The huge crowd, stretching for four blocks of Barclay between West Street and Church Street, had ridden buses since midnight the night before from points as far away as southern Virginia, or took the ferry across to Manhattan and walked up. The event was blocks from Ground Zero of the World Trade Center.
CWA Verizon workers had come from as far away as California, and IBEW members had come up from Tampa, Fla., to show their support. A CWA AT&T local from Connecticut was represented, and signs could be seen from the AFT staff union at City University of New York and by TWU in New York.
The crowd included a group from Local 1101, the only unionized group of Verizon Wireless workers, representing 60 members. Those Verizon Wireless jobs ought to be good union jobs too, and not just 60 among 40,000 union members at Verizon.
CWA retirees made the trip too, proudly displayed on red shirts. One retiree, Kevin Carey of Annandale, Va., was distributing a flier supporting a bill, introduced by Sen. Jack Reid (D-RI), providing for a 30-hour workweek that increases employment, with “work sharing” compensation that also increases hourly wages. Verizon is demanding just the opposite in bargaining—that we work more for less, much less.
A large contingent of IBEW Verizon members also made the trip from locals in Massachusetts and New Jersey. They cheered wildly when one of the first speakers was Myles Calvey, who directs the IBEW T-6 Verizon council, called for a mass movement of union members across the East Coast. “In fact, it will take every union member on the East Coast to stop Verizon from this attack on the middle class. Our unions are drawing the line here at Verizon.”
The tremendous outpouring of support by members buoyed the spirit of the event and they were fired up by the heat of angry union speakers.
“In all my years negotiating a contact, I’ve never seen the kind of crap that Verizon has put on the table,” said CWA District 1 Vice President Chris Shelton, who invited the CWA and IBEW bargaining committees to the stage. “What they want to do,” he said, holding up the current contract and tearing out pages one by one, “is to throw away 60 years of bargaining."
“We’re not going to let it happen!” he thundered, and the crowd roared its approval. “What they really want to do is to bust your union. They want to gut the middle class and they’re starting with you. Are we going to allow that to happen?”

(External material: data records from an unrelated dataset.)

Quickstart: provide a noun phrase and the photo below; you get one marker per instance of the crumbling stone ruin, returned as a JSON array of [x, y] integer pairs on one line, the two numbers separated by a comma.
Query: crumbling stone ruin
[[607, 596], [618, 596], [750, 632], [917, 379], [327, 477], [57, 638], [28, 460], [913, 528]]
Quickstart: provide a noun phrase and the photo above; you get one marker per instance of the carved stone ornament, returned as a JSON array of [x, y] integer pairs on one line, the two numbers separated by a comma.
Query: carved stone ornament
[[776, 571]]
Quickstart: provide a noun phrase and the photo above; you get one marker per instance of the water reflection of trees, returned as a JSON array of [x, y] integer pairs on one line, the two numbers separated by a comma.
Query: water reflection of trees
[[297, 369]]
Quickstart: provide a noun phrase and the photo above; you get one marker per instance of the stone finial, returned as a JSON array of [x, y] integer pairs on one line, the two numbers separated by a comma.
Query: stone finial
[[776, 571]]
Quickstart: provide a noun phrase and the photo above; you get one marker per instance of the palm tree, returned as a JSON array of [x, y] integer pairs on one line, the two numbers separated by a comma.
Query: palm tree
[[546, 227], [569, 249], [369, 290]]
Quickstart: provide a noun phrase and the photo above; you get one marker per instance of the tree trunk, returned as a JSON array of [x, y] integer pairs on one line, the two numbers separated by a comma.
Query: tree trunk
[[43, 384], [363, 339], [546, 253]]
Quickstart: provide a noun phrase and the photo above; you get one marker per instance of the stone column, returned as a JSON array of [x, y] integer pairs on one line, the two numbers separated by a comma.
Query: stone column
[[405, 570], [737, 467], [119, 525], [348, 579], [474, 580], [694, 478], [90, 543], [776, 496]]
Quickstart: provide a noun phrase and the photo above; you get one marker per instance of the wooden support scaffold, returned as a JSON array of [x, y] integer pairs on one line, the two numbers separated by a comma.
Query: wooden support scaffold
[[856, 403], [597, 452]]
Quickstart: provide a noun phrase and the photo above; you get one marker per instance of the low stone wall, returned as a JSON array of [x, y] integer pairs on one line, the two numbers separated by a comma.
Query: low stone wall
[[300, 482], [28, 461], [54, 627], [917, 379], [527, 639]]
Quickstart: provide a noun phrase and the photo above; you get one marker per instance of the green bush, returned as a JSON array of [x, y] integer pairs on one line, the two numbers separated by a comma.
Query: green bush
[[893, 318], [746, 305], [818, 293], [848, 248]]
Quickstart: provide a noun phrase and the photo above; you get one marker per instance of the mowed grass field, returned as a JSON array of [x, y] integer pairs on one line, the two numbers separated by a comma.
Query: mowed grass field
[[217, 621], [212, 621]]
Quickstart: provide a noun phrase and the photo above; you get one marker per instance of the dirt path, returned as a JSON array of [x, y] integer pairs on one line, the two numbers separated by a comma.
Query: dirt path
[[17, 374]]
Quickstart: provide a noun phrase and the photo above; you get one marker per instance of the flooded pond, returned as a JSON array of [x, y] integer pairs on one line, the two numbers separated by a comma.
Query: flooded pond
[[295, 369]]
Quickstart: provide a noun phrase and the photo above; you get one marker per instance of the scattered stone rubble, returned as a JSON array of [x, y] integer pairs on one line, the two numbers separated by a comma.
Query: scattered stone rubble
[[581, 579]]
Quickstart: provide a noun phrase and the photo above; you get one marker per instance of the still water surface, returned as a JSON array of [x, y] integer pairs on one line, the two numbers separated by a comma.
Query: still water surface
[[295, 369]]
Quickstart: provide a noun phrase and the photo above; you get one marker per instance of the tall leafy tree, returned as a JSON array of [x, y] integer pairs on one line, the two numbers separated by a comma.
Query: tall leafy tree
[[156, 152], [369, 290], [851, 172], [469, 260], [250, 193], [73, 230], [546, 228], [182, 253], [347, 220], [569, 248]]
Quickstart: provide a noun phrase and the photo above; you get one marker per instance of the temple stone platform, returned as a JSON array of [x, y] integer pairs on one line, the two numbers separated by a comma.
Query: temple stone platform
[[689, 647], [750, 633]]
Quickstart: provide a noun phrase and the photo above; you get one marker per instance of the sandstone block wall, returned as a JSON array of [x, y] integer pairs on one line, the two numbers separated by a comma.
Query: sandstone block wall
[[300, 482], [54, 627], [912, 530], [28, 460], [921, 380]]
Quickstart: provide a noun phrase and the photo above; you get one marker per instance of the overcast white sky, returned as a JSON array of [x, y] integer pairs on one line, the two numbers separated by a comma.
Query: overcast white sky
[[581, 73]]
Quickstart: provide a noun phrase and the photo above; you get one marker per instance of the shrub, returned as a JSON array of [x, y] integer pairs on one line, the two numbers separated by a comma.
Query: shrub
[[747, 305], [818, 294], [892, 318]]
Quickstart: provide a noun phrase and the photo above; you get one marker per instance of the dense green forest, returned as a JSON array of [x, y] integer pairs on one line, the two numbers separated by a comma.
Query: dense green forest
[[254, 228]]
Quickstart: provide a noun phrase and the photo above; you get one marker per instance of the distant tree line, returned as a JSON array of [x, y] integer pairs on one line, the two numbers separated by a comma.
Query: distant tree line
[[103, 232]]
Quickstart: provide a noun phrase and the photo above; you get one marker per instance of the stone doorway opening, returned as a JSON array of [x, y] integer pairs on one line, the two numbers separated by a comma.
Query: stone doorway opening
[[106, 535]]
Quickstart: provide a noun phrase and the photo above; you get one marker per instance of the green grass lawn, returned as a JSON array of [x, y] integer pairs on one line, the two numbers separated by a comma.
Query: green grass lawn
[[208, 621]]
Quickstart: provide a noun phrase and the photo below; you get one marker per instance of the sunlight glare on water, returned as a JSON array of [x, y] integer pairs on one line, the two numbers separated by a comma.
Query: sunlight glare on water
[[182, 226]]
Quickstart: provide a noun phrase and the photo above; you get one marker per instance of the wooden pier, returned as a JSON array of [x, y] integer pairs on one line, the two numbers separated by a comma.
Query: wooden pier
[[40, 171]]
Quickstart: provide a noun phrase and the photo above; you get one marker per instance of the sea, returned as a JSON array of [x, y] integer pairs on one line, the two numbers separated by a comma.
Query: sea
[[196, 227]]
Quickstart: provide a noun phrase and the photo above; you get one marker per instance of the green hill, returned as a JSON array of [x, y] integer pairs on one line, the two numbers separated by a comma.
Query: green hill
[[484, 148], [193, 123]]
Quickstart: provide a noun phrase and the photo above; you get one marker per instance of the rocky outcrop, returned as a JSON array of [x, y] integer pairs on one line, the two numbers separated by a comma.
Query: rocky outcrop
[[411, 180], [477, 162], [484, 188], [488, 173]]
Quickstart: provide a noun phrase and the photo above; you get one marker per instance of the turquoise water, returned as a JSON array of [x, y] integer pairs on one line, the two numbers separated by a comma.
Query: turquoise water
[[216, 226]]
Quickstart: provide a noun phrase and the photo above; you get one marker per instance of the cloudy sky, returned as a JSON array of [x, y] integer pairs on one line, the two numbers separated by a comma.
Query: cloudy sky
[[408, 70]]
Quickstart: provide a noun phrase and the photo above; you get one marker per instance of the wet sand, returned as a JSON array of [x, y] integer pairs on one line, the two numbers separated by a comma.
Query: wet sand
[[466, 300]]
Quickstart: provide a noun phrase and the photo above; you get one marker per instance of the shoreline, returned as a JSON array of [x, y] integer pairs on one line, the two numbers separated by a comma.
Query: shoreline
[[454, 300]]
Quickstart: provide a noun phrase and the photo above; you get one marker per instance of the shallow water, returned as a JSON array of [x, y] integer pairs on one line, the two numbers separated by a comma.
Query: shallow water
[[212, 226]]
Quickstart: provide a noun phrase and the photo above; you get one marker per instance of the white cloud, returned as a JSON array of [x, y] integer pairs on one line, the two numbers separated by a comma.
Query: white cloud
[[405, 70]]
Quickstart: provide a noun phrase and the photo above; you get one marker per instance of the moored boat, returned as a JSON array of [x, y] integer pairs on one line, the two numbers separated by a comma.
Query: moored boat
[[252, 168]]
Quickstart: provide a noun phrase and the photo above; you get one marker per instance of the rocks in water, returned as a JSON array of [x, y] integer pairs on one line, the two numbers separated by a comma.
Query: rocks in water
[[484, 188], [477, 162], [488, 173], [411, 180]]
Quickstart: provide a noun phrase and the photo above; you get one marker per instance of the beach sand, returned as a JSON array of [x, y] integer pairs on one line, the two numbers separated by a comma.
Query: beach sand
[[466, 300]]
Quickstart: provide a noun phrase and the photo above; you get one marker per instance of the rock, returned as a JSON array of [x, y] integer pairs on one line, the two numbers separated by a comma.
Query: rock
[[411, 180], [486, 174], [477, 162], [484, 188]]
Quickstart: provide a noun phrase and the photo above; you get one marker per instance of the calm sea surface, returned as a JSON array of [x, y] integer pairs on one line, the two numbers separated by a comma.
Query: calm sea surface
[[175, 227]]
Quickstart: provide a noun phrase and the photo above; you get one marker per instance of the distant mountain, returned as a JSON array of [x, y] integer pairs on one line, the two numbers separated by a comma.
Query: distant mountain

The crowd response was a deafening “No!” A chant rose up with an epithet to describe Verizon’s proposals and the attitude of the corporate executives who are raking in millions in compensation—$55,000 a day for CEO Ivan Seidenberg—while demanding concessions from workers who have made the company a success. “Bullshit” became a constant refrain.
The rally drew a number of local and area political supporters, including Christine Quinn, the speaker of the New York City Council, who exhorted the crowd to “fight to keep your benefits. Verizon is a very profitable corporation, and it’s YOU who have made them profitable.”
New York State Assemblyman Hakeem Jeffries had the crowd rocking by calling Verizon executives out, vowing to ensure that regulators keep Verizon’s feet to the fire. “The Public Service Commission has jurisdiction over Verizon because it deals in a public service,” he said. “But it is you who create that service, not the corporate executives in that building. They must be held accountable.”
Other speakers included CWA Secretary-Treasurer Annie Hill, New York State AFL-CIO President Dennis Hughes, New York City Public Advocate Bill de Blasio, State Senator Diane Savino (formerly of AFSCME DC-37), SEIU 32B-J Secretary-Treasurer Hector Figueroa, Manhattan Borough President Scott Stringer, Senate Minority Leader John Sampson, State Senator Andrea Stewart-Cousins, State Senator Adriano Espaillat, Assemblyman Jim Brennan, Assemblyman Peter Abbate, and Councilman Vincent Gentile.